Nursing care in Wales: when does the NHS pay?
Some people affected by dementia may be eligible for NHS-funded nursing care contribution.
- Paying for care and support in Wales
- What is the care assessment process in Wales?
- Paying for care in Wales: Support at home
- Who pays for care home fees in Wales?
- You are here: Nursing care in Wales: when does the NHS pay?
- Paying for care in Wales: complaints and FAQs
- Paying for care in Wales: useful resources
Can the NHS cover the full cost of my care?
Some people may be entitled to receive NHS continuing healthcare (CHC) funding. This is funding from the NHS that will cover the full cost of your care – if you are deemed to have a healthcare need – whether in your own home, or in a care home.
It is difficult for people with dementia to meet the eligibility criteria because they are often assessed as having social care needs rather than healthcare needs. This is a complex area, particularly for people with dementia, because telling the difference between these two types of care can be very difficult.

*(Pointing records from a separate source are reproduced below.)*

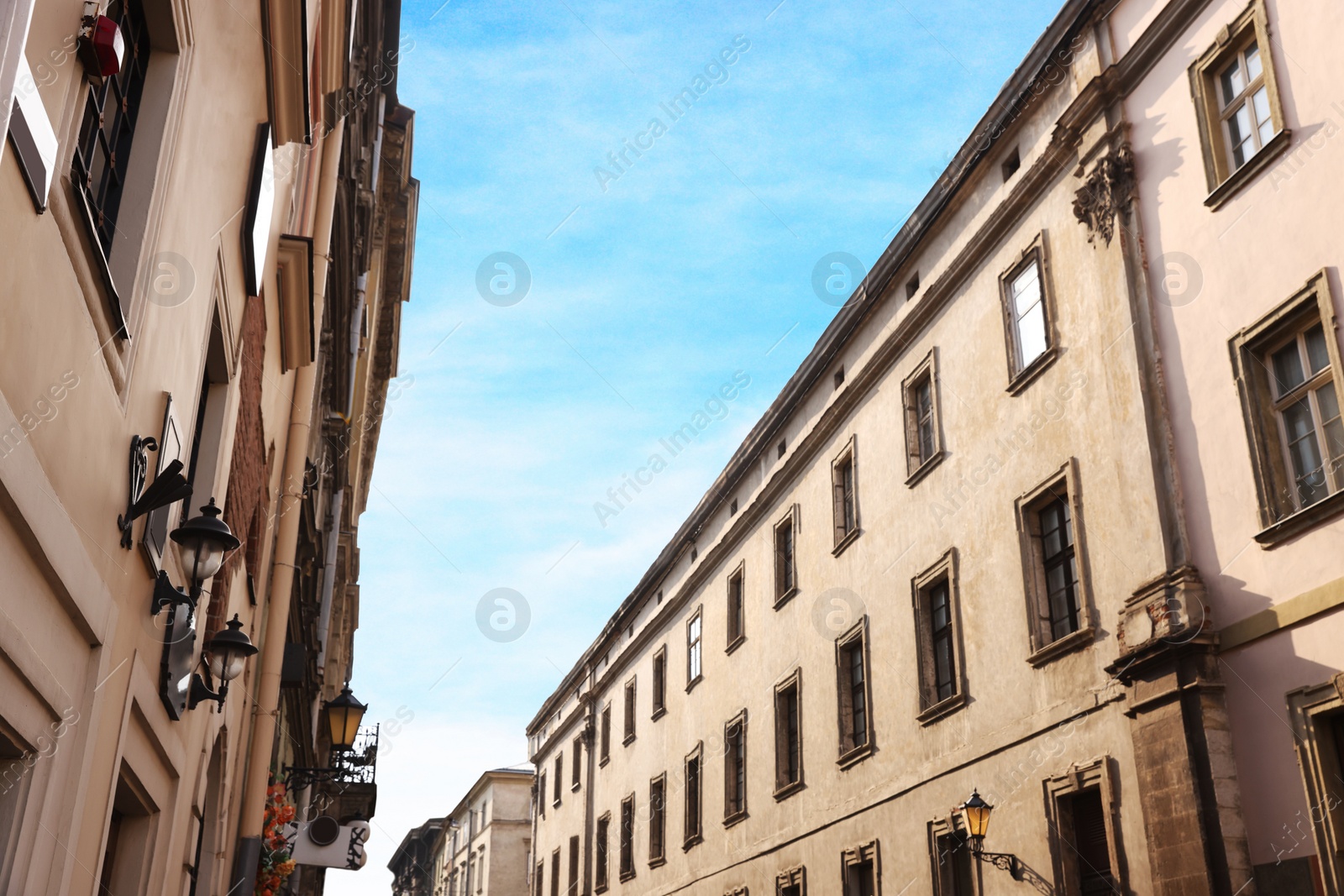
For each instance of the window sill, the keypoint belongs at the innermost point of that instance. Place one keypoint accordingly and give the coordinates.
(1061, 647)
(942, 708)
(1028, 375)
(734, 819)
(855, 757)
(1243, 175)
(1297, 523)
(924, 469)
(846, 542)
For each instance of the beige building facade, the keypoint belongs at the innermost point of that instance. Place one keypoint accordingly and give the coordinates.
(981, 542)
(178, 297)
(484, 844)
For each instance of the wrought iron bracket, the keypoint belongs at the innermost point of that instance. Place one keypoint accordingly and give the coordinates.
(167, 488)
(1005, 862)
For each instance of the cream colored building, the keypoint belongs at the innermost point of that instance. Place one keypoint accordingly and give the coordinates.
(172, 269)
(484, 844)
(963, 550)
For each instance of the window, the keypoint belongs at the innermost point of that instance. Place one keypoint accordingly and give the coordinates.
(953, 864)
(785, 571)
(924, 437)
(853, 694)
(604, 826)
(692, 651)
(860, 869)
(692, 832)
(1081, 817)
(737, 627)
(1287, 369)
(629, 712)
(736, 770)
(1050, 527)
(788, 735)
(936, 604)
(660, 683)
(628, 837)
(559, 777)
(792, 883)
(606, 735)
(1236, 90)
(658, 820)
(102, 156)
(575, 868)
(844, 501)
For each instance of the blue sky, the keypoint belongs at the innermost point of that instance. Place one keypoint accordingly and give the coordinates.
(651, 286)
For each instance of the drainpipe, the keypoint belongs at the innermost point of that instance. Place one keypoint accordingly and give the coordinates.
(286, 539)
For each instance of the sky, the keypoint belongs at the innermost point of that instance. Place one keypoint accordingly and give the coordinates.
(593, 261)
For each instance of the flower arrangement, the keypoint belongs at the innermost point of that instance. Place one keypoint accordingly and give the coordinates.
(276, 866)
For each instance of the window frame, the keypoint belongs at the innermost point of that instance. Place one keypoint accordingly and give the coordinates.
(629, 692)
(1280, 515)
(602, 853)
(844, 503)
(659, 820)
(860, 855)
(944, 571)
(1045, 647)
(660, 683)
(918, 465)
(692, 835)
(1023, 375)
(850, 752)
(784, 788)
(732, 815)
(790, 521)
(1059, 790)
(1316, 715)
(737, 621)
(625, 860)
(696, 649)
(1252, 26)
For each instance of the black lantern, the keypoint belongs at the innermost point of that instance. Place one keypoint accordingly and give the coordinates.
(343, 718)
(976, 813)
(228, 653)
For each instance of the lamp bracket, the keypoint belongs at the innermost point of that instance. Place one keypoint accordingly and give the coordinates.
(167, 595)
(170, 485)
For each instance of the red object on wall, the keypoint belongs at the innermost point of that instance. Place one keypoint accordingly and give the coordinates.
(101, 47)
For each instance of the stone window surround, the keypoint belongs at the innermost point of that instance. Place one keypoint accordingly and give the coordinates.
(942, 570)
(851, 755)
(1097, 773)
(785, 789)
(843, 537)
(1035, 253)
(918, 468)
(1310, 711)
(1223, 183)
(1043, 649)
(1314, 298)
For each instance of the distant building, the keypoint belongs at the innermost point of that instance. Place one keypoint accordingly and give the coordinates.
(483, 846)
(412, 864)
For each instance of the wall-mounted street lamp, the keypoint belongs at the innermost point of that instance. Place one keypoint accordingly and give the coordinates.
(228, 653)
(976, 812)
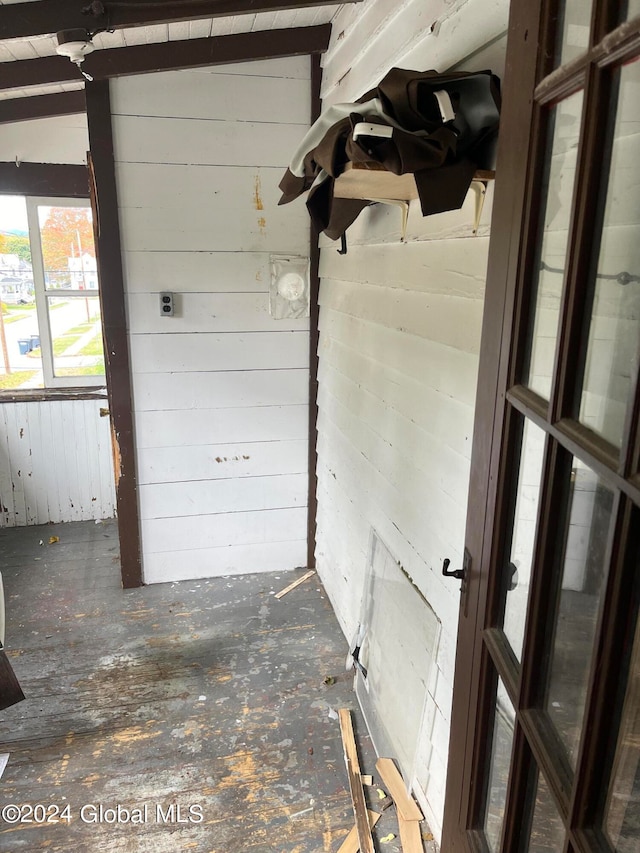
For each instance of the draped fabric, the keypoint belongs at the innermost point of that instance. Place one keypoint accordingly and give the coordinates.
(442, 155)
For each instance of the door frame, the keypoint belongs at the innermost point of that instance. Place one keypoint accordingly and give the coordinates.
(507, 224)
(516, 207)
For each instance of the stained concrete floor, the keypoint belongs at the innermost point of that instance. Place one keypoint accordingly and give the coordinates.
(206, 695)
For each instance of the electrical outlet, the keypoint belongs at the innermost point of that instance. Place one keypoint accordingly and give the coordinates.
(166, 304)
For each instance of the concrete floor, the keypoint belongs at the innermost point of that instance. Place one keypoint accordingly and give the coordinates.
(206, 695)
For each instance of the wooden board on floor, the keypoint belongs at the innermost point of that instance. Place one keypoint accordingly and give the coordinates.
(355, 782)
(295, 583)
(407, 807)
(410, 835)
(351, 843)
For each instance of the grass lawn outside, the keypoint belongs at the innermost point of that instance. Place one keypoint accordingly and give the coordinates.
(9, 381)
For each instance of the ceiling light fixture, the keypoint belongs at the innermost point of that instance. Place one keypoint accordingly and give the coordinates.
(76, 45)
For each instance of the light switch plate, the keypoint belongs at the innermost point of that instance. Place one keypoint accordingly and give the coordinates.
(166, 304)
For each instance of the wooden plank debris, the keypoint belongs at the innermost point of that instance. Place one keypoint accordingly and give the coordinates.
(351, 843)
(365, 841)
(410, 836)
(295, 584)
(406, 806)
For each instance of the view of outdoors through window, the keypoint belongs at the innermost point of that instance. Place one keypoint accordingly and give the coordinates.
(50, 324)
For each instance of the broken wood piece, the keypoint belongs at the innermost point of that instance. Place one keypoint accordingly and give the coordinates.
(373, 181)
(410, 837)
(351, 843)
(365, 841)
(407, 807)
(295, 584)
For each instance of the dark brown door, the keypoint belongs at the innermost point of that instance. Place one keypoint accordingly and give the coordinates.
(545, 743)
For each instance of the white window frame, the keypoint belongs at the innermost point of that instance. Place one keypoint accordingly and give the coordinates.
(42, 293)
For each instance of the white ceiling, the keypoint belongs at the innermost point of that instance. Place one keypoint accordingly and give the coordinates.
(12, 50)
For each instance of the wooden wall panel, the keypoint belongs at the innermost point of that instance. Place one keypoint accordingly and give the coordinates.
(221, 388)
(55, 463)
(400, 330)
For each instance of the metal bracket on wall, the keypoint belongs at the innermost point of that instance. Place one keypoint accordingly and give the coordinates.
(461, 574)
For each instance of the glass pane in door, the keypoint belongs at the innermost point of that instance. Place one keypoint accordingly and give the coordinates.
(584, 576)
(547, 829)
(622, 821)
(557, 194)
(574, 27)
(518, 578)
(630, 9)
(614, 333)
(501, 747)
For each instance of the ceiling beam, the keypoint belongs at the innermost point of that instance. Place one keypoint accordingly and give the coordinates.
(42, 106)
(165, 56)
(21, 20)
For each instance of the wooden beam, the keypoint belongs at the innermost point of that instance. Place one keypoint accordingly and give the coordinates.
(314, 337)
(365, 841)
(44, 179)
(42, 106)
(104, 203)
(167, 56)
(406, 806)
(22, 20)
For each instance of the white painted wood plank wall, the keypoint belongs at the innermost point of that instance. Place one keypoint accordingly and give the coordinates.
(399, 343)
(221, 389)
(63, 139)
(55, 463)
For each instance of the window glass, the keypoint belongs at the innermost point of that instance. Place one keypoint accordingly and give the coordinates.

When does the NHS pay for care?
Find our what NHS continuing healthcare is, how to get an assessment and how to appeal if you think you have been wrongly charged for care.
Can I still get NHS funding if I don't qualify for NHS continuing healthcare?
If you need nursing care but you don’t qualify for NHS continuing healthcare, you might still be able to receive the NHS-funded nursing care (FNC) contribution. This is only paid if you are assessed as needing nursing care in a care home that is registered to provide nursing care.
The nursing care contribution is a flat weekly amount paid directly to the care home to cover the additional cost of having a nurse at the home. It will not cover the majority of your fees. In Wales, the standard rate is £179.97 weekly.
It is also possible to have a higher level of nursing care paid for by the NHS, if you have a joint package of care (meaning it is paid for jointly by the local authority and the NHS).
In this case, some care is assessed as healthcare and is funded by the NHS, and some is social care and therefore means-tested. This may happen if your nursing care need is more than the basic nursing care contribution can provide but you are not eligible for NHS continuing healthcare funding.
In both of these cases, any social care element will be funded either by you or the local authority, depending on your financial assessment.
If you are paying for your own care in a nursing home, you can still be eligible for the NHS-funded nursing care contribution. This does not affect your benefits, and should reduce the cost of your care home fees.
The care home should give you a written statement with a clear breakdown of how much of the costs are covered by the NHS, the local authority and yourself. You can ask them for a statement if you haven’t been given one.